L’incidence esthétique de l’indice est claire. Les dolichocéphales sont voués à la coiffure « la raie-au-milieu ». Tels sont la plupart des Christ, la Vierge-au-long-cou et son enfant-Jésus de Parmesan, les demoiselles préraphaélites de Rossetti, et plus près de la réalité, Paul Valéry, Alain, Alfred Cortot, etc. Les têtes rondes sont bonnes pour la coupe-au-bol et s’illustrent par Socrate, le Saint Pierre de Dürer, Verlaine et quelques autres.
Mais c’est sous l’angle psychologique que la distinction importe surtout. Le dolichocéphale se signale par son dynamisme, sa combativité et sa versatilité. Le brachycéphale par son calme, sa sagesse et sa stabilité…
Dès lors les péripéties de notre politique deviennent limpides. Côté dolichocéphales, Chirac, Lang, Juppé, Giscard d’Estaing. Côté brachycéphales, Jospin, Toubon, Balladur, Seguin. Chaque fois qu’un nouveau gouvernement se forme, il serait intéressant de faire passer ses membres au compas d’épaisseur. Comme l’a écrit F.J. Gall, le créateur de la phrénologie, « le cerveau est un continent immense dont la boîte crânienne est la carte géographique. »
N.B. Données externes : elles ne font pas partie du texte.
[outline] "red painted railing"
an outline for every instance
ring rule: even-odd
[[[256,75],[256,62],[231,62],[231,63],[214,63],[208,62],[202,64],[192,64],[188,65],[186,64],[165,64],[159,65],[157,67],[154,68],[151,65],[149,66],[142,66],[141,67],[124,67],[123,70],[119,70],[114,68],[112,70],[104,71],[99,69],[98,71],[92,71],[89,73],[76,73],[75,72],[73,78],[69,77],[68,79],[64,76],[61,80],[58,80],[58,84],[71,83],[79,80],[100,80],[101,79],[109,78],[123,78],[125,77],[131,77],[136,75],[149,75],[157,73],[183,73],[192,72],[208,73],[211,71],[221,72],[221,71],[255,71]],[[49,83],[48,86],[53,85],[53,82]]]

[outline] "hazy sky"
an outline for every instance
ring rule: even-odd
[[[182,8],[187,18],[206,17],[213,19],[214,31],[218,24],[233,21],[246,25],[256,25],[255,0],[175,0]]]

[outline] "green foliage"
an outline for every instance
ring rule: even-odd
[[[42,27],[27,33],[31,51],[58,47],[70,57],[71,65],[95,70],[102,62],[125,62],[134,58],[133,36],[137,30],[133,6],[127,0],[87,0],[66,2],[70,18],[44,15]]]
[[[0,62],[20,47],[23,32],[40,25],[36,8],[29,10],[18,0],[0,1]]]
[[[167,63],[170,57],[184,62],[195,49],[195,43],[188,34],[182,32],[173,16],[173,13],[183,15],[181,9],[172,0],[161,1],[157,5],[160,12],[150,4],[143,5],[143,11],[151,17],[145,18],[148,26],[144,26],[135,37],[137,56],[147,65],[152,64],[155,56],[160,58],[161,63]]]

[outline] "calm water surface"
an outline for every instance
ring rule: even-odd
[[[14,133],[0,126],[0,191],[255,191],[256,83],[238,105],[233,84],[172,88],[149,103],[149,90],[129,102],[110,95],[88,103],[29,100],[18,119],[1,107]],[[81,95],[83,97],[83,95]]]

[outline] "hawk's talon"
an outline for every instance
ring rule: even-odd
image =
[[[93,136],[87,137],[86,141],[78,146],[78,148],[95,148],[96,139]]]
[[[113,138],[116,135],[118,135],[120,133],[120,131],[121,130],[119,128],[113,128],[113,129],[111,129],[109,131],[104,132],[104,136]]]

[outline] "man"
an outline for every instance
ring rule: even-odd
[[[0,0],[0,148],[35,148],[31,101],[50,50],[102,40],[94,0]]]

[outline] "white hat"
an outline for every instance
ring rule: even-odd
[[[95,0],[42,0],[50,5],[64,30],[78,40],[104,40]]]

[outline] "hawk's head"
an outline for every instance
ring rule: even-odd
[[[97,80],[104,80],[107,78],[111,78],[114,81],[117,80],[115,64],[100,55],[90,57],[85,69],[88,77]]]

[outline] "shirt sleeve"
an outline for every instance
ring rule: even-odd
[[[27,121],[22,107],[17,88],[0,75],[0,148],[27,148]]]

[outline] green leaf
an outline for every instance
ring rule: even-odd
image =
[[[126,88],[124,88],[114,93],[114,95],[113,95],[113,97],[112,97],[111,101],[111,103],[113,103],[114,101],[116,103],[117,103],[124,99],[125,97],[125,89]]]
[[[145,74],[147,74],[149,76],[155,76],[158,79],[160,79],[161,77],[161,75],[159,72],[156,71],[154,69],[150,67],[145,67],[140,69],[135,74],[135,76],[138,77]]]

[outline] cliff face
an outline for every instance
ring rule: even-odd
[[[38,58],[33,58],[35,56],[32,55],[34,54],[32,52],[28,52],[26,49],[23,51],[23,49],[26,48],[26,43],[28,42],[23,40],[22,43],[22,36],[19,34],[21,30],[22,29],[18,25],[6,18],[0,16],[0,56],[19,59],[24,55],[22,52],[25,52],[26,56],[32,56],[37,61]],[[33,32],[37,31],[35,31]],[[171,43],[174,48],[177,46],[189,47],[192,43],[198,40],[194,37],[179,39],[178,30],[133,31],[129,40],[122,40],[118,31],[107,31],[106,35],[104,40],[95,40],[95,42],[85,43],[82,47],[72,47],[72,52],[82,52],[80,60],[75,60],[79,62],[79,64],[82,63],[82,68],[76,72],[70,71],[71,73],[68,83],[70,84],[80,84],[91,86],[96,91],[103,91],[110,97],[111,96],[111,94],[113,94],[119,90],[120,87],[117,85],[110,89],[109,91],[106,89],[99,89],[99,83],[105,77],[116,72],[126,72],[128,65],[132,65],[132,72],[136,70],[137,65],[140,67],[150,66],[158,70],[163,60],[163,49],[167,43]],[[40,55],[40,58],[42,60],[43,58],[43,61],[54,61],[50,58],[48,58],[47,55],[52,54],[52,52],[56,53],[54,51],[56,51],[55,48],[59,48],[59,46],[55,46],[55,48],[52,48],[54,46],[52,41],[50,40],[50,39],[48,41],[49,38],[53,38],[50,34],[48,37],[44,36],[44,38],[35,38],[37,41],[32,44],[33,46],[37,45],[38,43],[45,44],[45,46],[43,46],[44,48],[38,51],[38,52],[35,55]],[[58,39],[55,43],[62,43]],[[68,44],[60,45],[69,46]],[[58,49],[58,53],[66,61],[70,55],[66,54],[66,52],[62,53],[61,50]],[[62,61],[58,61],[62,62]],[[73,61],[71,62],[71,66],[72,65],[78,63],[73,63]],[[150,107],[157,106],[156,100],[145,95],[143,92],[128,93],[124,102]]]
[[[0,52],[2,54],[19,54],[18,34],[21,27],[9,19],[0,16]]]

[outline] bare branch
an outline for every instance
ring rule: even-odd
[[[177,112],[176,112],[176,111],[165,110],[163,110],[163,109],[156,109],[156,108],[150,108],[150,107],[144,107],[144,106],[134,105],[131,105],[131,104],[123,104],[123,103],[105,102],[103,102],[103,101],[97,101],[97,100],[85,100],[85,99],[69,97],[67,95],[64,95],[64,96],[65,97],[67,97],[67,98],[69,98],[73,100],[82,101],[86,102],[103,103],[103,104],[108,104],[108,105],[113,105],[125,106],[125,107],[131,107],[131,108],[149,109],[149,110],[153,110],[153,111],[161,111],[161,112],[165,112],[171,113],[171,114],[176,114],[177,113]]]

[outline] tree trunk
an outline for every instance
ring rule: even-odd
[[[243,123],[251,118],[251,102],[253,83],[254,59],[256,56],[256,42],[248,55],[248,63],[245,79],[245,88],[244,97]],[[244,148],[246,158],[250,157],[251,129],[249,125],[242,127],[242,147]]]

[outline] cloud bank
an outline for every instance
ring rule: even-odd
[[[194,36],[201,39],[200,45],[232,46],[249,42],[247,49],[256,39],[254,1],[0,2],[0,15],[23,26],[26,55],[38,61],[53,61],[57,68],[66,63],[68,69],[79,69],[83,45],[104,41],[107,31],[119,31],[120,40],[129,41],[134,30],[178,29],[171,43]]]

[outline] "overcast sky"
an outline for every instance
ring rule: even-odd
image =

Pierrot et Arlequin de mon conte Pierrot ou les Secrets de la nuit. Vu sous l’angle vestimentaire, Pierrot-le-mitron travaillant au fournil est nu sous son ample vêtement blanc. Sa chair est immédiatement donnée. Au contraire Arlequin, l’homme-oignon, s’apparente au clown qu’on cherche à déshabiller sans y parvenir, car sous chaque collant en apparaît un autre. Je songe à ce propos à ce type de pauvre que j’ai rencontré en Afrique qui ne sort qu’avec tous ses vêtements sur lui, de telle sorte qu’un déshabillage – pour se baigner par exemple – devient une opération interminable. À Arlequin composé d’une accumulation d’accidents s’oppose le substantiel Pierrot.
Dans Le Général Dourakine de la comtesse de Ségur, nous apprenons qu’un personnage important voyageant à travers la Russie d’alors plaçait à côté du premier cocher un « feltyègre ». Il s’agissait d’un policier chargé de faire lever les barrages et contrôles policiers et d’obliger les aubergistes à recevoir les voyageurs. Cela me rappelle furieusement la RDA où j’ai toujours voyagé accompagné d’un fonctionnaire de cette sorte. Il devait en être ainsi en Urss où c’était un héritage de l’ancienne Russie.
Stendhal : Idéaliser, comme Raphaël idéalise dans un portrait pour le rendre plus ressemblant.
De sa petite fille, cet ami allemand me dit : « Elle ressemble à son père comme un crachat. »
La Mer de Debussy. C’était l’été 1939 à Villers. J’avais quatorze ans. Je disposais d’un petit canoë canadien, véritable coque de noix. Chaque jour je franchissais la barre et j’allais assez loin pour que la plage devienne une mince ligne jaune au pied de la côte. Si j’avais versé je n’aurais certainement pas pu revenir à la nage. J’étais toujours seul. Jamais mes parents n’ont soupçonné que je risquais ainsi ma vie. En abordant après des heures de dérive, j’avais le corps blanc de sel, les embruns qui m’avaient éclaboussé ayant séché au soleil. Ce sont ces heures marines que fait revivre à mes oreilles la musique de Debussy. L’été splendide, la mort tout autour, la guerre prochaine qui dresse un nuage noir plein d’éclairs à l’horizon. Je glisse avec mon corps nu tacheté de sel sur le dos vert des lames. J’ai peur et je suis heureux.